La propuesta, respaldada por datos de fuentes como ENCODAT 2025, Euromonitor e INEGI, argumenta que el impacto del alcohol en la salud depende de la cantidad de etanol consumida, no del costo del producto. Por ello, consideran que gravar según el contenido alcohólico sería más justo y eficiente. El debate incluye a todas las categorías de bebidas, desde cerveza hasta destilados como tequila y mezcal.
En el mercado mexicano, la cerveza domina con el 93.9% del volumen total de bebidas alcohólicas, de la cual el 98.9% es producción industrial. En destilados, el tequila representa el 25.1% del volumen, mientras que el mezcal apenas alcanza el 1.7%. Los empresarios señalan que el sistema actual afecta desproporcionadamente a pequeños productores artesanales, cuyos productos suelen tener precios más altos.
La propuesta también se apoya en el concepto de “trago estándar”, definido en la NOM-142-SSA1/SCFI-2014, que permite comparar bebidas según su contenido de alcohol puro.
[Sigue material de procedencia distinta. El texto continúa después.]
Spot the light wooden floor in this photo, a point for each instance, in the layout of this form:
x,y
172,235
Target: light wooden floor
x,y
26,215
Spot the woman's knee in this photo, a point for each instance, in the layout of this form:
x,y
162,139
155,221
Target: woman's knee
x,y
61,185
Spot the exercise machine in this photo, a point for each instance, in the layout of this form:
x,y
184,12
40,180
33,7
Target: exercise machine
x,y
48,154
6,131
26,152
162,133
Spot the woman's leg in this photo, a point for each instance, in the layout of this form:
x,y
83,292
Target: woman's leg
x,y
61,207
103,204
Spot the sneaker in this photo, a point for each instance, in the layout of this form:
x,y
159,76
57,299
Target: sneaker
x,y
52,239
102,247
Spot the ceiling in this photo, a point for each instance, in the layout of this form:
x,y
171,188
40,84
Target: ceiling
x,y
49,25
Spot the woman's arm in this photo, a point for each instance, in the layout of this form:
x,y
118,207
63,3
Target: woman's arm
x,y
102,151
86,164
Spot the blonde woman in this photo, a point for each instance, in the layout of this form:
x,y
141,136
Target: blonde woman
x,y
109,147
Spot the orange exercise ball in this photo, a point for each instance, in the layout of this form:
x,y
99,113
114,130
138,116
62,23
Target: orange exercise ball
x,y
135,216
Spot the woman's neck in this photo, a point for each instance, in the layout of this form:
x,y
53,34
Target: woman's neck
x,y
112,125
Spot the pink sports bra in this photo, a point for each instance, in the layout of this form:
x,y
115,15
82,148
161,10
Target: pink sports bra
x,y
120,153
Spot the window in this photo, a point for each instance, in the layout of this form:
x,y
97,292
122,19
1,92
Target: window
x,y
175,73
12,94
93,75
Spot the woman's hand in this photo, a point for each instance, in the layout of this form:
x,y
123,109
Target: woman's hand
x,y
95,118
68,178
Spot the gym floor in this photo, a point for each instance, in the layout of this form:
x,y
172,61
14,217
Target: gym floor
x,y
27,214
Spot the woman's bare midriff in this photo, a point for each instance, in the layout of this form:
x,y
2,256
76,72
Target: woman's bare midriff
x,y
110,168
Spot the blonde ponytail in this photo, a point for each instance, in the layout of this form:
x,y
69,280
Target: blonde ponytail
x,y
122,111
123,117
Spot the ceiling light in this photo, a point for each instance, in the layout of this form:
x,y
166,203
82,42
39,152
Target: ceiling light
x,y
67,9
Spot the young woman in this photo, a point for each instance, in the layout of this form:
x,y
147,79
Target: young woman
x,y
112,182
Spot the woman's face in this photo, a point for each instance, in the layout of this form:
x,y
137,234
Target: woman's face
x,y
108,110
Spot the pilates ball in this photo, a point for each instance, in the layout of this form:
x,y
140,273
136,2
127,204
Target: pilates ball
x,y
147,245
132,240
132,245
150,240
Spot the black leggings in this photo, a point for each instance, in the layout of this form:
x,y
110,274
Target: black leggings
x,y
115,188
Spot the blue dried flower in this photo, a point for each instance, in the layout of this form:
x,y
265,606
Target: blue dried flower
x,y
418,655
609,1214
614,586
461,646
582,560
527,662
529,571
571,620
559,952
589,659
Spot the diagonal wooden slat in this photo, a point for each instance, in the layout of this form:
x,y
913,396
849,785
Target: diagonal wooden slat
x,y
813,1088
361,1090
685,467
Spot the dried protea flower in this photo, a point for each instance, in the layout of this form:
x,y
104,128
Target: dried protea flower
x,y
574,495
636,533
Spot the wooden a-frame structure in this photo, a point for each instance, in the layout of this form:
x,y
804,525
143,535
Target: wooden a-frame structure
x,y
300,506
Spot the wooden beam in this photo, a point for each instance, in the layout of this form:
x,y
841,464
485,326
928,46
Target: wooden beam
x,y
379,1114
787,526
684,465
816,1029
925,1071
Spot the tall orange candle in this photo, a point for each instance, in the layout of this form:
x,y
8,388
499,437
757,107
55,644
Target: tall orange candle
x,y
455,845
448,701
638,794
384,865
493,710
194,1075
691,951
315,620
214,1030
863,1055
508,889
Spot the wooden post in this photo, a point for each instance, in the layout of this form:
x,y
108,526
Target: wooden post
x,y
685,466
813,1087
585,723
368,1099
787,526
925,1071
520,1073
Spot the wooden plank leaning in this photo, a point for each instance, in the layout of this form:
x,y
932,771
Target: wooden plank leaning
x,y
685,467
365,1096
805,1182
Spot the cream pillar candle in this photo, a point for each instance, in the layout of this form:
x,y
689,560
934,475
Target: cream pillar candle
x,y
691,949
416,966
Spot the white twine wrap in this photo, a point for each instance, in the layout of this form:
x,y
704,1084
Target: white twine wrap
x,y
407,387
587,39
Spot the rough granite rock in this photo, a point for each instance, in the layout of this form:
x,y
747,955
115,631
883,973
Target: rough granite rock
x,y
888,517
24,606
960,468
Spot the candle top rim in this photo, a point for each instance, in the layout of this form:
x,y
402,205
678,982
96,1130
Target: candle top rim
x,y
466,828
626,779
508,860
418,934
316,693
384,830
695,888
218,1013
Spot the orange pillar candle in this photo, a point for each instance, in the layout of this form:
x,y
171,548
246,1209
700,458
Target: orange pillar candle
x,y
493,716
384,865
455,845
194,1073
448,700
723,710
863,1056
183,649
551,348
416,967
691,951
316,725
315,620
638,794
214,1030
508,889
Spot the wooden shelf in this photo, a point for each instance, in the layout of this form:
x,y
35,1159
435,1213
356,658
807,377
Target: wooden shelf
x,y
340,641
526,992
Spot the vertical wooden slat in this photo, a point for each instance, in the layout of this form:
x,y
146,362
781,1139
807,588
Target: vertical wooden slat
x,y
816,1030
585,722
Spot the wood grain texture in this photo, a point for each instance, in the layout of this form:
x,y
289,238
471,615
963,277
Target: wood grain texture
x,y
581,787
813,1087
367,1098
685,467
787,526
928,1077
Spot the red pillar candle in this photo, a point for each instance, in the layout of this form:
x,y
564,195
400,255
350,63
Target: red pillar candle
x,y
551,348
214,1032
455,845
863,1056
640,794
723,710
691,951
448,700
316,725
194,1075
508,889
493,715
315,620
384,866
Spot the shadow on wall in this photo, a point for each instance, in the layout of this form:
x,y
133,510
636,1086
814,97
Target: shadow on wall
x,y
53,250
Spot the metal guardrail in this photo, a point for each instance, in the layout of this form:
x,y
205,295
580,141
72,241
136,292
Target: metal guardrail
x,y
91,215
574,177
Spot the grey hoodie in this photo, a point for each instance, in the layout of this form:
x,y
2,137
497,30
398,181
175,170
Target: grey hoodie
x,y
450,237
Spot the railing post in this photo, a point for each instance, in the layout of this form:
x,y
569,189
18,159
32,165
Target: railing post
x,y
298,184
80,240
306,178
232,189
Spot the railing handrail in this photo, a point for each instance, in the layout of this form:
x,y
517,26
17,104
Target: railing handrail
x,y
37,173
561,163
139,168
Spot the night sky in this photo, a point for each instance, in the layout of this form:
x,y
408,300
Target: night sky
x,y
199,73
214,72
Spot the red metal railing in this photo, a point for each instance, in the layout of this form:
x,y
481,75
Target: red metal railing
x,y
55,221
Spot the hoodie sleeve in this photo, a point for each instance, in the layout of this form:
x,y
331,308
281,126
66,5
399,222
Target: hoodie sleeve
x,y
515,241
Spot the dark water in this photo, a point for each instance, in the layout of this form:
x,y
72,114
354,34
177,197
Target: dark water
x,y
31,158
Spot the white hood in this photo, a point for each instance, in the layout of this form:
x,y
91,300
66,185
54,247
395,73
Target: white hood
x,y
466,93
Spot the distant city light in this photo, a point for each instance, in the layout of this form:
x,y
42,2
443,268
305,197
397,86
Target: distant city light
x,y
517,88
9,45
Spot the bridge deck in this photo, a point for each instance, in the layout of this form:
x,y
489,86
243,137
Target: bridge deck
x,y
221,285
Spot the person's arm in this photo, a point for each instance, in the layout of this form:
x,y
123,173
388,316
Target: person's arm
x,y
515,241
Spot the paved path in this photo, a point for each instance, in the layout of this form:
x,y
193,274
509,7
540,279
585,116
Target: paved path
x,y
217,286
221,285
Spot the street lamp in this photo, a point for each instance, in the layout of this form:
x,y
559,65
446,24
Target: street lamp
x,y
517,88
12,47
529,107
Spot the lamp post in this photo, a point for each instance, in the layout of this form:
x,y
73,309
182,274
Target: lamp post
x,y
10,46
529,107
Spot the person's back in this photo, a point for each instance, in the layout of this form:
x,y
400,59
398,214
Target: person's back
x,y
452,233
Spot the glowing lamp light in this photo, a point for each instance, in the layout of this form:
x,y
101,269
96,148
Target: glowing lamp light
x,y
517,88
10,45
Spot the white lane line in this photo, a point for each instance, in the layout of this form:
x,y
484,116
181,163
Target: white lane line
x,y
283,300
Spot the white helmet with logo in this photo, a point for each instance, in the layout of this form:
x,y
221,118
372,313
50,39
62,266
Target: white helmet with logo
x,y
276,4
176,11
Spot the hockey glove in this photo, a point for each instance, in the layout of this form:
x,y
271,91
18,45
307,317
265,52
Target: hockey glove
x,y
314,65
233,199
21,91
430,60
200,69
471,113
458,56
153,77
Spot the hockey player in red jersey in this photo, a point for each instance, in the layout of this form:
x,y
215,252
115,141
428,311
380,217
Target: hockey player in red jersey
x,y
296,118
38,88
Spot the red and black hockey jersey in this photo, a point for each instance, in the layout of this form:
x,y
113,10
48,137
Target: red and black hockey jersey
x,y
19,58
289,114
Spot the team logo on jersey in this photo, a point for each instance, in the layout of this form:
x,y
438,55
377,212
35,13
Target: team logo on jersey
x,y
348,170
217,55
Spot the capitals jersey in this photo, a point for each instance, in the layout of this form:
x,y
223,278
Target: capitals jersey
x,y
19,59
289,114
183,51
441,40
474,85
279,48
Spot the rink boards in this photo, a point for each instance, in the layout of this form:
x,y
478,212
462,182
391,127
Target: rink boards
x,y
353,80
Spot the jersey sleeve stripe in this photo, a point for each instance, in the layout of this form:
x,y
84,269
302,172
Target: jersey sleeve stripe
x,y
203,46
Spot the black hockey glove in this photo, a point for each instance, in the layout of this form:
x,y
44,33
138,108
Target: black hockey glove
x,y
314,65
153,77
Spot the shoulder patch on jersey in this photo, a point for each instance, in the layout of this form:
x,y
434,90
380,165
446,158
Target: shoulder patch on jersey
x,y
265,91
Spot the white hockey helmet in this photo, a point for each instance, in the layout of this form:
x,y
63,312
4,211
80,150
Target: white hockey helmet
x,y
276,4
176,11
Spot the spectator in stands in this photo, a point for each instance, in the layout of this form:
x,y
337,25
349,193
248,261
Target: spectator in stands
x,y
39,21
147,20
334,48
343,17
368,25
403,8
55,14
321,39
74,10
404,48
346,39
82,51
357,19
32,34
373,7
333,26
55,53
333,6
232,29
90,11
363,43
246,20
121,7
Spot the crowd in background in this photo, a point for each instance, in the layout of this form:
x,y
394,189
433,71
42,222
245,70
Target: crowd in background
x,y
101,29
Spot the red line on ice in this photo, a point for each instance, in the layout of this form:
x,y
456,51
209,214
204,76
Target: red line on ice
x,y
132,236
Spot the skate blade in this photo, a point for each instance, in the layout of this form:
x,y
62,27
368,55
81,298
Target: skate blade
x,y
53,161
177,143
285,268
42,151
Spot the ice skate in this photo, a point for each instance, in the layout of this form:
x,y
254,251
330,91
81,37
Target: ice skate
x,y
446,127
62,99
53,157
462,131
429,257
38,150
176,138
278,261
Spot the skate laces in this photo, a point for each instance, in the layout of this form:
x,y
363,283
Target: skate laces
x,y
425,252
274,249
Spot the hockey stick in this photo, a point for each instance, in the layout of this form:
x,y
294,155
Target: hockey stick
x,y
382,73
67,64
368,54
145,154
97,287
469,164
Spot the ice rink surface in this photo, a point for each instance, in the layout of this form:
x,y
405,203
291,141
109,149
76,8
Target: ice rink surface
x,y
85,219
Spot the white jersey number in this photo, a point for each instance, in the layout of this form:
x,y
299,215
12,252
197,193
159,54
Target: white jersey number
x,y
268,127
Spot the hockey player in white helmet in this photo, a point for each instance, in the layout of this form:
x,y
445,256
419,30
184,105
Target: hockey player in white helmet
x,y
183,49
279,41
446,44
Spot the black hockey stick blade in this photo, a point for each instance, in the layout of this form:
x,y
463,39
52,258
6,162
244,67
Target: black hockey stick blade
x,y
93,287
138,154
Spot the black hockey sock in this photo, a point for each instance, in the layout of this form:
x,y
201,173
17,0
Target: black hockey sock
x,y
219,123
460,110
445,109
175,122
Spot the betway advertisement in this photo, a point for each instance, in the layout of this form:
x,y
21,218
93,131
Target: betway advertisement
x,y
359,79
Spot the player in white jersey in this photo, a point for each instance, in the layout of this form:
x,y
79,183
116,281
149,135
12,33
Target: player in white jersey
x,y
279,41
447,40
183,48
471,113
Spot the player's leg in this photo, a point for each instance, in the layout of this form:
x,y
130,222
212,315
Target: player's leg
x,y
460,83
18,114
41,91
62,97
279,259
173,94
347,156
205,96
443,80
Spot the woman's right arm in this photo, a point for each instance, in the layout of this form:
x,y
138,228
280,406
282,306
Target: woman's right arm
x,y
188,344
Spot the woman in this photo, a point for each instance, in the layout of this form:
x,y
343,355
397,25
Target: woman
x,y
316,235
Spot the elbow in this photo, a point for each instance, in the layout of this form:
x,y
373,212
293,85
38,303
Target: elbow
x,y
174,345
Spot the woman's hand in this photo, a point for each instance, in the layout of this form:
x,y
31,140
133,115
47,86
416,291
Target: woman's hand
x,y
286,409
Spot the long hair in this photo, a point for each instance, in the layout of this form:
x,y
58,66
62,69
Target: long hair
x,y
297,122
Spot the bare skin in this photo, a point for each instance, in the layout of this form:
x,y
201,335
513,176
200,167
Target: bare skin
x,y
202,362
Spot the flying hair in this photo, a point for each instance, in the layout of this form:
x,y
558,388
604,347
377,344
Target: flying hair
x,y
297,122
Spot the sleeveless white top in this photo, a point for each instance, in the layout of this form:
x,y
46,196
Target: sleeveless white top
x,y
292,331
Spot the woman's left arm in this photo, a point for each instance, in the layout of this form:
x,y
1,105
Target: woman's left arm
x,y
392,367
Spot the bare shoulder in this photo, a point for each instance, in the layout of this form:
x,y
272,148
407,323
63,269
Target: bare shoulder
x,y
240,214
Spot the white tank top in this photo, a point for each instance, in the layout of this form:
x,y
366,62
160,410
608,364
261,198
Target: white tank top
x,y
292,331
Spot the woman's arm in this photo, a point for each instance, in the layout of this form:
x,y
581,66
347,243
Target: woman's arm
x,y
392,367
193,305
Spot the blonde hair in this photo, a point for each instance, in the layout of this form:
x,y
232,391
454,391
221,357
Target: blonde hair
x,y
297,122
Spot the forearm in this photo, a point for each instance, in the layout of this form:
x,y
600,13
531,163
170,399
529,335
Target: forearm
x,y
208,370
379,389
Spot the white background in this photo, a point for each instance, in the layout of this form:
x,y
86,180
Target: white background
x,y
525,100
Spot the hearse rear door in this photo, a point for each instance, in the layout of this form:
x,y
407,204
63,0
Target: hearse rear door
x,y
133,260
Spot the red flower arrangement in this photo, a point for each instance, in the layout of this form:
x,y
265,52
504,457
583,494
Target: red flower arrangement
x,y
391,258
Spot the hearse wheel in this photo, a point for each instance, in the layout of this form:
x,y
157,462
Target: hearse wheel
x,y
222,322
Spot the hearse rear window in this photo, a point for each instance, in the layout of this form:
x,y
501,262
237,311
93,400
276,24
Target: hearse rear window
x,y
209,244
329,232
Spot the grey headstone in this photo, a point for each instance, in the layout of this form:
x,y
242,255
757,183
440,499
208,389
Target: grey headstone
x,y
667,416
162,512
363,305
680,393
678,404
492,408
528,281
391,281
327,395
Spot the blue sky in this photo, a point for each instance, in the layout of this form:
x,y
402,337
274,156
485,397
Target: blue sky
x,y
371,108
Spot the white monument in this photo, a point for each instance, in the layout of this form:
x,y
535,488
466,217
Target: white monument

Por ejemplo, una cerveza de 330 ml al 5% y una copa de vino de 140 ml al 12% contienen aproximadamente 16 ml de etanol cada una. Los empresarios sostienen que el sistema fiscal debería reflejar esta realidad.
El cambio propuesto no eliminaría las diferencias culturales entre bebidas, pero sí buscaría alinear la recaudación con el consumo real de alcohol. La discusión continúa en foros legislativos y empresariales, con miras a una posible reforma fiscal.